A 6-week-old infant underwent a craniotomy and excision of abnormal brain tissue for treatment of hemimegalencephaly and epilepsy. A right femoral central venous catheter and an arterial catheter were inserted, as well as 22-gauge intravenous catheter inserted into the external jugular vein, which was covered with surgical drapes. During the surgical procedure, the neurosurgeon adjusted the patient’s head, displacing the external jugular intravenous catheter into the subcutaneous tissue. The catheter’s dislodgment went unnoticed due to its position underneath the surgical drapes. The commentary discusses the importance intraoperative monitoring of intravenous catheters and the use of surgical safety checklists to improve communication and prevent surgical complications.
A seven-year-old girl with esophageal stenosis underwent upper endoscopy with esophageal dilation under general anesthesia. During the procedure, she was fully monitored with a continuous arterial oxygen saturation probe, heart rate monitors, two-lead electrocardiography, continuous capnography, and non-invasive arterial blood pressure measurements. The attending gastroenterologist and endoscopist were serially dilating the esophagus with larger and larger rigid dilators when the patient suddenly developed hypotension. She was immediately given a fluid bolus, phenylephrine, and 100% oxygen but still developed cardiac arrest.
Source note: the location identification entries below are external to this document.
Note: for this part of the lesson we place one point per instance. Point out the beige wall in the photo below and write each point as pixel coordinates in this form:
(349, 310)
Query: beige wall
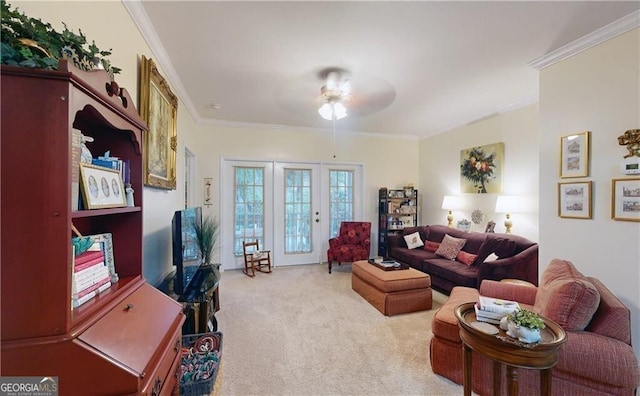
(440, 170)
(598, 91)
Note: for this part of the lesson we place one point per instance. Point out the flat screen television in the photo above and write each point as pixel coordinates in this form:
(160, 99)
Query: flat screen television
(186, 254)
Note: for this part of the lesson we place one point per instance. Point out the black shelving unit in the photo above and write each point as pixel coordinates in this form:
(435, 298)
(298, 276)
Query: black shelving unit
(397, 209)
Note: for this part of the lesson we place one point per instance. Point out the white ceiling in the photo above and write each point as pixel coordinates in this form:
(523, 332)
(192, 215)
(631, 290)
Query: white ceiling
(417, 68)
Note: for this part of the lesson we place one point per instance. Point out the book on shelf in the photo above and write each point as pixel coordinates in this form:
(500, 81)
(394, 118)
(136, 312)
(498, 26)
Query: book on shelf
(76, 302)
(76, 153)
(88, 256)
(89, 277)
(497, 305)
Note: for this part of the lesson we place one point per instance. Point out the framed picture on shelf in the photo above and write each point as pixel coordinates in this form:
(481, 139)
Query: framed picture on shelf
(625, 199)
(574, 200)
(159, 108)
(574, 155)
(101, 187)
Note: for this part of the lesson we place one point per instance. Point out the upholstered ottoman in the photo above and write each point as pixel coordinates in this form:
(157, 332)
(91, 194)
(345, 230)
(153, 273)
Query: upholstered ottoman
(392, 292)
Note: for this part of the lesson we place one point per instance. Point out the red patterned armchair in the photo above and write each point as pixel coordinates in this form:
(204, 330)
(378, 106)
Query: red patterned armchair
(352, 244)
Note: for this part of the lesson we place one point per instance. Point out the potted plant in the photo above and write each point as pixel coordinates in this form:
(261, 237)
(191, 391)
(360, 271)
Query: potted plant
(207, 237)
(524, 325)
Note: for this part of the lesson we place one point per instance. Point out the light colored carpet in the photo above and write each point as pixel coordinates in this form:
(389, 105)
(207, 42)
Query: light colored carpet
(303, 331)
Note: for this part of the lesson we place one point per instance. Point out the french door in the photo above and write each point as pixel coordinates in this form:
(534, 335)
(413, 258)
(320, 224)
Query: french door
(291, 208)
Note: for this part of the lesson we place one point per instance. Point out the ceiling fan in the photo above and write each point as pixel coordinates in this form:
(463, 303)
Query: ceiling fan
(360, 93)
(335, 94)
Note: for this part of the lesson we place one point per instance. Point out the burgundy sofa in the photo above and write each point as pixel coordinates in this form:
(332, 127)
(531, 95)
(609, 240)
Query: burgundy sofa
(498, 256)
(596, 359)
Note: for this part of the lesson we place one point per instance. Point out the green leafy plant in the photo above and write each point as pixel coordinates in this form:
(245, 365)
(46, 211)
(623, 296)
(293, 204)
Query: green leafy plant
(29, 42)
(207, 236)
(526, 318)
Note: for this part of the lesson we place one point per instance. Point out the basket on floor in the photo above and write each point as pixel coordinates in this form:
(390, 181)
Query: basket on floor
(201, 355)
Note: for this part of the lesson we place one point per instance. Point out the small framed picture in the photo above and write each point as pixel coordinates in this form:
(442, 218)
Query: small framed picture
(625, 199)
(101, 187)
(574, 200)
(491, 226)
(574, 155)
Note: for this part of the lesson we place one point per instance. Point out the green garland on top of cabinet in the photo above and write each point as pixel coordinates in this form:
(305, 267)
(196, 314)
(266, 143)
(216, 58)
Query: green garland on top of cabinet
(29, 42)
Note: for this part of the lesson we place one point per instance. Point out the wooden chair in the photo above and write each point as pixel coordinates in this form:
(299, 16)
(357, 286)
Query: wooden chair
(255, 259)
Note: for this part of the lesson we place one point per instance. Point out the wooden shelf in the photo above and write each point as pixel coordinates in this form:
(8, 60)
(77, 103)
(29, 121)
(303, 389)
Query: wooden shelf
(126, 339)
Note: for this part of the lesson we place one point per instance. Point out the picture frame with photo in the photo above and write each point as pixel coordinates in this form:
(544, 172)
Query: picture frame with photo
(574, 200)
(625, 199)
(574, 155)
(101, 187)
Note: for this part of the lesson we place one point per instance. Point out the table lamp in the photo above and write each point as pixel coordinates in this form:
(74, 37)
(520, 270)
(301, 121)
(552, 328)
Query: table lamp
(451, 203)
(508, 204)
Cardiopulmonary resuscitation was initiated with cardiac massage, but she could not be resuscitated and died. This commentary highlights the role of communication between providers, necessary technical steps to mitigate the risks of upper endoscopy in children, and the importance of education and training for care team members.
A 61-year-old male was admitted for a right total knee replacement under regional anesthesia. The surgeon – unaware that the anesthesiologist had already performed a right femoral nerve block with 20 ml (100mg) of 0.5% racemic bupivacaine for postoperative analgesia – also infiltrated the arthroplasty wound with 200 mg of ropivacaine. The patient was sedated with an infusion of propofol throughout the procedure. At the end of the procedure, after stopping the propofol infusion, the patient remained unresponsive, and the anesthesiologist diagnosed the patient with Local Anesthetic Systemic Toxicity (LAST). The commentary addresses the symptoms of LAST, the importance of adhering to local anesthetic dosing guidelines, and the essential role of effective communication between operating room team members.